Fast-fashion giant Zara is equipping its stores to also ship online purchases, betting that the move will boost sales of full-priced items that can be delivered to customers more quickly than from a warehouse. According to the Wall Street Journal, around 2000 stores in 48 countries are helping to fulfil online purchases.
“This is something very, very strategic for us, this idea of full integration between store and online stockrooms,” Inditex Chairman and Chief Executive Pablo Isla told analysts in June. The ability to offer a shopper what she wants, and quickly, increases the likelihood of a full-price sale, Mr. Isla said.

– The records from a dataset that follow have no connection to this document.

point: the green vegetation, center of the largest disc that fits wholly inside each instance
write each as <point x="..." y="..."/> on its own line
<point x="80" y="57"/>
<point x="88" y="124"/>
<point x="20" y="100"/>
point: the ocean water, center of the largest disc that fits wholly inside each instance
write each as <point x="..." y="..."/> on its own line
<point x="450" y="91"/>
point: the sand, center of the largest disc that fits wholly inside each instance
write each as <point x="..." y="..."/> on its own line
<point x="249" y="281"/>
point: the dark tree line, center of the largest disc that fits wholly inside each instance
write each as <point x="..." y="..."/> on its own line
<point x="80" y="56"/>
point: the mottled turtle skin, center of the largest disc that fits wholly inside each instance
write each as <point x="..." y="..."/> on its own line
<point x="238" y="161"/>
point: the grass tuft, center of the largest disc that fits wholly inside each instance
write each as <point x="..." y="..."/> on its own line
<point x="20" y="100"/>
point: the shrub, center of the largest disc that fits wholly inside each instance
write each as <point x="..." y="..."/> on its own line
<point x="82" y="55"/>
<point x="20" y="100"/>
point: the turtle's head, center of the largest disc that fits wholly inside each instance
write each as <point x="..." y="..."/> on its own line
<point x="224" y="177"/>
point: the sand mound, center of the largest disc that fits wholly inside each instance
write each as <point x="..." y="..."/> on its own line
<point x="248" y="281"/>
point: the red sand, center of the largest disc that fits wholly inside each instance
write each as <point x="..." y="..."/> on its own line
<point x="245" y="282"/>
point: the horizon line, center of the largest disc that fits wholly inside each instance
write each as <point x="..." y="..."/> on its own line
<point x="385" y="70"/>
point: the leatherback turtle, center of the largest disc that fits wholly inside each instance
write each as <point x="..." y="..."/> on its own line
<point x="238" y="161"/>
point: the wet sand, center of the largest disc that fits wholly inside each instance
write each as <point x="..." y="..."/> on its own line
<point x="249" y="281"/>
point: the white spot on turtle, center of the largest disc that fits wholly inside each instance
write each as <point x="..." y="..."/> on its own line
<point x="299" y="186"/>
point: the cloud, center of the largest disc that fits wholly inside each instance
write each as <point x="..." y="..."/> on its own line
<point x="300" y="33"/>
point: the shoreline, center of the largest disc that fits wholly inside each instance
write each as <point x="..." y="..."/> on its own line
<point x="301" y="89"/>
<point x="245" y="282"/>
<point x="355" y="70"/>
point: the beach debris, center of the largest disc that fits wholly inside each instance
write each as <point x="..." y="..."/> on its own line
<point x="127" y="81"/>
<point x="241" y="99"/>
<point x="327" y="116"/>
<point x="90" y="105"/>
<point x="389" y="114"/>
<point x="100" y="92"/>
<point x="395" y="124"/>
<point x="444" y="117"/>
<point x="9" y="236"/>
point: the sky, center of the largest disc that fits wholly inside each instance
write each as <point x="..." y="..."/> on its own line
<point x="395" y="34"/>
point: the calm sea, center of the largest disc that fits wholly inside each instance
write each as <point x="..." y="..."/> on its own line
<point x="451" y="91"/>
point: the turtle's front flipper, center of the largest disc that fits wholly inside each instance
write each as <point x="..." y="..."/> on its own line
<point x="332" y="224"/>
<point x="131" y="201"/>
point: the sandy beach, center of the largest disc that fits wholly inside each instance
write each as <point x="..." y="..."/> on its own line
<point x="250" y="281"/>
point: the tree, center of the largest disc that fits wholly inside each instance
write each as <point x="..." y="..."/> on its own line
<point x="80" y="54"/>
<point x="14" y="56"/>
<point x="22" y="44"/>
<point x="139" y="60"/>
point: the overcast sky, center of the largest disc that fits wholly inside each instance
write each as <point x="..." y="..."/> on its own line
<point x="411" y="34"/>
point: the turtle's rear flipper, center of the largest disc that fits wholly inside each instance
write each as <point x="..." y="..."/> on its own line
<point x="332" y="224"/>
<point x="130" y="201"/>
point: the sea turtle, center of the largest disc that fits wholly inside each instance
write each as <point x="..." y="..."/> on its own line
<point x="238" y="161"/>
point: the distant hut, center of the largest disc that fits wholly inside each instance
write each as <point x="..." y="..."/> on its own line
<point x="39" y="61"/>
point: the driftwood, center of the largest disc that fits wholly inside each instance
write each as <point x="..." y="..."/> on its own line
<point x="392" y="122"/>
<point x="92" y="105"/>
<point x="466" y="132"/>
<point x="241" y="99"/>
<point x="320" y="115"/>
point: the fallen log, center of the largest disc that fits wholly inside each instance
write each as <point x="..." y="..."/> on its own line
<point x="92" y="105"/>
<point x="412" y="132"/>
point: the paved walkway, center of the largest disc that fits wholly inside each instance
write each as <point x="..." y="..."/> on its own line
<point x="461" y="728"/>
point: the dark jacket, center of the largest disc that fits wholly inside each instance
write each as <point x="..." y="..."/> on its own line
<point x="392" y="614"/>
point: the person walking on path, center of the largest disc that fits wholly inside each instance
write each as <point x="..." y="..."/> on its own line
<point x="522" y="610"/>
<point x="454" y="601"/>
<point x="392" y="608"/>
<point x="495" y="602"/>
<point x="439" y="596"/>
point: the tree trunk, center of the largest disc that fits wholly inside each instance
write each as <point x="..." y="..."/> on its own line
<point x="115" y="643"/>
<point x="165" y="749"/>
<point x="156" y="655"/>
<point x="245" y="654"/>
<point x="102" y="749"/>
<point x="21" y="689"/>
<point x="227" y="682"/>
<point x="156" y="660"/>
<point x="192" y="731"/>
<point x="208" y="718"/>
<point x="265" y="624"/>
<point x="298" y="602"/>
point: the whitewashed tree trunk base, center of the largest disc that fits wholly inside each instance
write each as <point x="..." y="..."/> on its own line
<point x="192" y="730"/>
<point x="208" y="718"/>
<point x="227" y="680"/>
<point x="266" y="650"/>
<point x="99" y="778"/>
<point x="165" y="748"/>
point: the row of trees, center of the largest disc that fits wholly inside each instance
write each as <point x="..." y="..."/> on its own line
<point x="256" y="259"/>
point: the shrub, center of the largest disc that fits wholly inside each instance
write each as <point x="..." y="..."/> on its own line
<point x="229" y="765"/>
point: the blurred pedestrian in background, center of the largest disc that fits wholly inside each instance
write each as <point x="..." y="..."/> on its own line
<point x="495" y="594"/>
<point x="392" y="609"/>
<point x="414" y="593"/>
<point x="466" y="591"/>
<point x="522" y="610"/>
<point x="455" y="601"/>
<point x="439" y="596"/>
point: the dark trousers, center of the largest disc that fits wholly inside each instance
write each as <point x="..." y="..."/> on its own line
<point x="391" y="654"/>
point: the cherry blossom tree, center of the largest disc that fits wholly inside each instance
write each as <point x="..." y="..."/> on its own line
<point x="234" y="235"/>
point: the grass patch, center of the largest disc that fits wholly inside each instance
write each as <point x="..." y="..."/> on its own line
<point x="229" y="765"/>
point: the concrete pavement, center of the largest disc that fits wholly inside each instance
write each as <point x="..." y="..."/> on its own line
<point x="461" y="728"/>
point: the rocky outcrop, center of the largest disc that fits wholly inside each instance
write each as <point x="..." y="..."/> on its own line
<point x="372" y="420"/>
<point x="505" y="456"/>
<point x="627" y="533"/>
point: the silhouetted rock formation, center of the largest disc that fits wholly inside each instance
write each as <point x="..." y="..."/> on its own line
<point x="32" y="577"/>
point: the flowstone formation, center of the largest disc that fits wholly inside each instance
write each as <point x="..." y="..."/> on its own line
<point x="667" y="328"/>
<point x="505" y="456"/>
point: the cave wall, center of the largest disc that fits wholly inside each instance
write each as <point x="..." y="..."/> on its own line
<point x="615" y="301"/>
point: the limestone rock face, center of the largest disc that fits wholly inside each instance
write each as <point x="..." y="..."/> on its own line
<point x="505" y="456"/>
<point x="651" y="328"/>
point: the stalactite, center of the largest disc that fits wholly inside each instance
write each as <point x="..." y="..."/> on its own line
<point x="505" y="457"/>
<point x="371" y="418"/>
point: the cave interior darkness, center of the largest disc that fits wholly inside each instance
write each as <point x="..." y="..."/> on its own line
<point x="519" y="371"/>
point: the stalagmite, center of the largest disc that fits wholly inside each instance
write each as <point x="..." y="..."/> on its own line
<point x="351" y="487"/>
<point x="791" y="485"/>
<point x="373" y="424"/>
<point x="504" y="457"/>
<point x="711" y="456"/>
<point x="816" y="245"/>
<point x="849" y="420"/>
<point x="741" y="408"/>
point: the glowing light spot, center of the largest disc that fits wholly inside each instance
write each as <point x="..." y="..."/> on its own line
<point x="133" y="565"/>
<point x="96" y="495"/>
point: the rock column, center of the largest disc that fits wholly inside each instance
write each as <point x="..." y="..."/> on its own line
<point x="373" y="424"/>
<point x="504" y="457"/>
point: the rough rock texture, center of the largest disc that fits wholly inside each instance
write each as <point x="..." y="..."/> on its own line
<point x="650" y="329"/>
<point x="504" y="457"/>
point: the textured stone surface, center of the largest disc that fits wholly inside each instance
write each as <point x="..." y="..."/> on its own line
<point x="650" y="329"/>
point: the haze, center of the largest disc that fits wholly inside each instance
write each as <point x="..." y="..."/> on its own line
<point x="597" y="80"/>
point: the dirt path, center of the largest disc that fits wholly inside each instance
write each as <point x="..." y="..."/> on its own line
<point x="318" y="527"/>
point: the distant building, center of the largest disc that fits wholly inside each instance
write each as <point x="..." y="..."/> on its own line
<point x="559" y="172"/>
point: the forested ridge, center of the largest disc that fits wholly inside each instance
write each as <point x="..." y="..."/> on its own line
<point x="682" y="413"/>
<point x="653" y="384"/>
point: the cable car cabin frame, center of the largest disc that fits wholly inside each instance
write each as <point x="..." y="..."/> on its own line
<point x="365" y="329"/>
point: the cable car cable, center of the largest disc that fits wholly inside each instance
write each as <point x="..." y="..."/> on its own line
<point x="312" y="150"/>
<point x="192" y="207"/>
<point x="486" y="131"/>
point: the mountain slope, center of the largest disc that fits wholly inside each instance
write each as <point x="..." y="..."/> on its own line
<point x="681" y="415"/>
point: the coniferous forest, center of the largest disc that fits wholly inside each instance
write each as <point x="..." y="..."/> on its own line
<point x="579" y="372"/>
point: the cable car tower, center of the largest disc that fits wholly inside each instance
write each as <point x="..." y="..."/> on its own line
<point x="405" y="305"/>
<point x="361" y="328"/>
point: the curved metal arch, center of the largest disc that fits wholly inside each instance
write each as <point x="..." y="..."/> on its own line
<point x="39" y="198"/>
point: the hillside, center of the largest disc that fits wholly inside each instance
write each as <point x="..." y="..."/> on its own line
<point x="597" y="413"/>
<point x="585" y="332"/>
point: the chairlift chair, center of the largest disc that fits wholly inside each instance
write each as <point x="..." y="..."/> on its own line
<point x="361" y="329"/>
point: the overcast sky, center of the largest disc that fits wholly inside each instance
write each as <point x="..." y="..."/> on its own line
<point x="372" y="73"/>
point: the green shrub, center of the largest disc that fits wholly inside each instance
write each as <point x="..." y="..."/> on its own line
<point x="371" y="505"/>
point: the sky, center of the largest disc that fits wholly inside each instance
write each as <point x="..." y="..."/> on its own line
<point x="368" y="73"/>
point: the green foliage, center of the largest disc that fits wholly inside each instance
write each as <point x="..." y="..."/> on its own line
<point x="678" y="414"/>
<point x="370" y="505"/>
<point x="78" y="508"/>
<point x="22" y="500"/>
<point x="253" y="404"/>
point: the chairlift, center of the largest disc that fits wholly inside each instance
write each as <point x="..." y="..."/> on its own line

Zara’s efforts are part of a larger push among retail shops to rethink how they can better use their network of brick-and-mortar stores to compete with Amazon.com Inc., whose dominance in the retail industry has depressed profits and set new standards for speed of delivery.
“There has been a trend lately to think of a store as a liability,” Forrester Research Inc. principal analyst Brendan Witcher said in the quote published. “It’s an asset—but you need to learn to use it correctly.”
A product could be out of stock online but available at a store near where the online shopper lives. With the new ship-from-store option, that store could then mail the product to the online shopper’s address. This way, the product would be able to reach the customers place even quicker than before.
Implementing ship-from-store initiatives is just one way to tackle the bigger problem of mismanaged inventory. Retailers world-wide, from big-box stores to fashion brands, lost an estimated $686 billion (S$914b) in sales last year because items were out of stock, according to a June report by research and advisory firm IHL Group. The firm estimates that retailers lost another $675 billion last year because of overstock, which triggers markdowns.
Traditionally products are only shipped out from warehouses to customers. As online shopping grows, retail companies are working to merge their inventory for online and in-store purchases rather than keeping separate stocks, to minimise lost and discounted sales.